Good luck, Stoke Space! Startup Rocket gets John Glenn’s launch pad in the Cape News-thread


An artist’s conception shows Stoke Space’s reusable second stage, fitted with a regeneratively cooled heat shield. (Illustration of Stoke’s space)

Based in Kent, Washington enliven the space says he won the go-ahead to take over the Florida launch complex where John Glenn began the journey that made him the first American in orbit in 1962.

That is the result of the decision of the US Space Force. Tuesday to assign Space Launch Complex 14 at Cape Canaveral Space Force Station to Stoke Space for use as a launch operations center.

“We are very excited about this opportunity,” Julia Black, director of launch operations at Stoke Space, said in a press release. “To be trusted to reactivate the historic Launch Complex 14 is an honor, and we look forward to building on their distinguished achievements for the United States space program.”

Space Launch Delta 45, the military wing that manages the Cape Canaveral launch facility, said the assignment is part of a new Space Force strategy to maximize the use of excess launch property and the Eastern Cordillera off the coast of Florida.

This first round of platform allocations focused on small-class launch vehicles, and Stoke Space was not the only beneficiary. Launch Complex 15, which supported the Titan missile program from 1959 to 1964, was taken over by ABL Space Systems. Phantom Space and Vaya Space will use Launch Complex 13, which played a role in early Atlas launches and, more recently, SpaceX rocket landings.

Launch Complex 14 was the site of John Glenn’s historic liftoff and the three Mercury-Atlas missions that followed. After Mercury, it was used in support of the Gemini program, but became inactive after 1966. The site’s original blockhouse was restored and converted into a conference center and occasional tourist stop in the 1990s.

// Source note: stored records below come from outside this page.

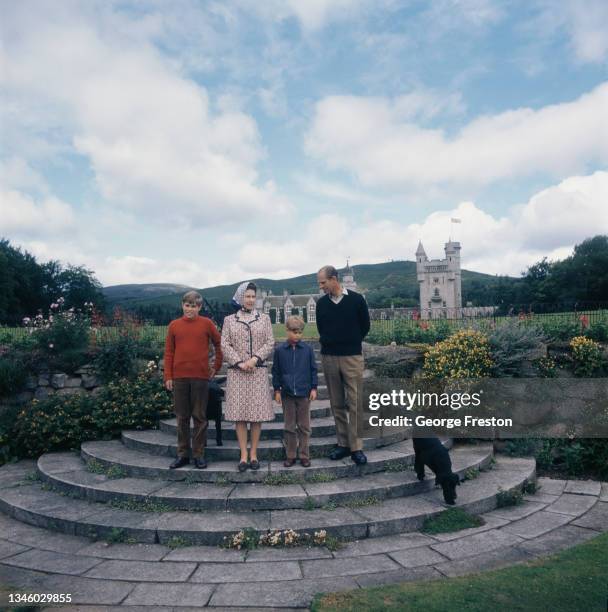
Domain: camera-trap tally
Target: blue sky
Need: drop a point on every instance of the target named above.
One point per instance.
(209, 142)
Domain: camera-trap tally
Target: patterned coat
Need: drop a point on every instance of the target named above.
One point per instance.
(248, 397)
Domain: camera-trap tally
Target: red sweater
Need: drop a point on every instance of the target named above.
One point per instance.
(187, 348)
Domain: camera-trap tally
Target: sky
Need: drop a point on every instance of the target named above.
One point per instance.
(208, 142)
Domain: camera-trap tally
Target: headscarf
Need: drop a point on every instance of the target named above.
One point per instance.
(238, 299)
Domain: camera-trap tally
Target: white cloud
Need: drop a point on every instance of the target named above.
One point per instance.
(585, 23)
(23, 215)
(149, 134)
(549, 224)
(374, 139)
(16, 173)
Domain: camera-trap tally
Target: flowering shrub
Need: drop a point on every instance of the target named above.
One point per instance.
(512, 344)
(546, 367)
(556, 329)
(465, 354)
(62, 329)
(247, 539)
(63, 422)
(587, 356)
(13, 375)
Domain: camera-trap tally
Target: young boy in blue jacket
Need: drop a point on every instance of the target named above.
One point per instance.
(294, 379)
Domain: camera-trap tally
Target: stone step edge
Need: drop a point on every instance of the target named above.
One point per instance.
(270, 429)
(90, 451)
(295, 496)
(268, 449)
(47, 509)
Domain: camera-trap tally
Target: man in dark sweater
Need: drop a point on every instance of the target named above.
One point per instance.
(343, 322)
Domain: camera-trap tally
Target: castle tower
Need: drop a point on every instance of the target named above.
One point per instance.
(440, 284)
(348, 278)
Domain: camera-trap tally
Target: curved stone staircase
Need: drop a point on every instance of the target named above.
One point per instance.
(124, 490)
(126, 485)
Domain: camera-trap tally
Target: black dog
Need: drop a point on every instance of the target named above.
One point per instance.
(431, 452)
(214, 408)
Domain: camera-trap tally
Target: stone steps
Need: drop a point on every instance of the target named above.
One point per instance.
(156, 442)
(32, 504)
(64, 474)
(111, 454)
(321, 427)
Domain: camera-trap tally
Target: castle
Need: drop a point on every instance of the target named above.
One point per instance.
(279, 307)
(440, 283)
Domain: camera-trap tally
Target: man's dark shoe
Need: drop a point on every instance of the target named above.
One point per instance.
(179, 462)
(339, 453)
(359, 457)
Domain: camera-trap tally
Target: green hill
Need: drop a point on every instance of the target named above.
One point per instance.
(384, 283)
(117, 293)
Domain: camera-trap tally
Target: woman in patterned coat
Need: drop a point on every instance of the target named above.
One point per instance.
(247, 342)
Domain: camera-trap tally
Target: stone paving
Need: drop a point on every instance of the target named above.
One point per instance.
(103, 576)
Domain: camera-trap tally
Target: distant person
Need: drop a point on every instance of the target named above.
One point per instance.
(343, 321)
(187, 374)
(294, 379)
(247, 342)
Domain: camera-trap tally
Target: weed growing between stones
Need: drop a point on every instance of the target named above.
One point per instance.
(177, 542)
(453, 519)
(248, 539)
(309, 504)
(396, 465)
(372, 500)
(71, 494)
(148, 505)
(330, 506)
(471, 474)
(320, 477)
(116, 471)
(281, 479)
(277, 480)
(531, 487)
(190, 479)
(508, 498)
(95, 467)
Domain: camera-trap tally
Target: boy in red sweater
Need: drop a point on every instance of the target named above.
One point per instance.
(187, 374)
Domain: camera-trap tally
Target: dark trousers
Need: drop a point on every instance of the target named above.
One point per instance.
(190, 397)
(296, 411)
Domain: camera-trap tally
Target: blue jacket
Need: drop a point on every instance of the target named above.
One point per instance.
(294, 371)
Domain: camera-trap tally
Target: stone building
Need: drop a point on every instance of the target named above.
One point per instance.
(279, 307)
(440, 283)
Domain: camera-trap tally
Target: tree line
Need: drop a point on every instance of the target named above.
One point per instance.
(27, 286)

Jennifer Thompson, Stoke Space’s director of marketing, said Tuesday’s announcement came as something of a surprise. “We are already talking about how to preserve this site and its historical significance while building it to support the future of space,” she told GeekWire in an email.

Stoke Space CEO Andy Lapsa said “the opportunity to revive this site is a profound responsibility held in the highest regard by all of our team.”

“As we bring LC-14 back to life and carry its legacy into the future, we’ll be sure to do so in a way that preserves its existing history and pays homage to those who came before us,” Lapsa said.

Stoke Space was founded in 2019 by Lapsa and Tom Feldman, who previously worked for Jeff Bezos’ space company Blue Origin. His company aims to develop a fully reusable two-stage rocket, starting with the second stage.

In addition to its 21,000 square foot engineering and manufacturing headquarters in Kent, Stoke Space has a 2.3 acre rocket test facility in Moses Lake, Washington.

Rocket motor tests have been going on for now at Moses Lake. Launch Complex 14 is most likely to come into play when Stoke Space is preparing for flight tests. The schedule for those tests has not been announced, and development of a new rocket typically takes longer than anticipated. For what it’s worth, Lapsa told GeekWire in 2021 that “we’re going to blow this up late next year.”

Stoke Space’s relatively rapid rise has been fueled by a Seed funding round of $9.1 millionfollowed by a $65 million Series A funding round which was led by Bill Gates’ Breakthrough Energy Ventures in late 2021. The company has also won research grants from POThe National Science Foundation and the US Air Force.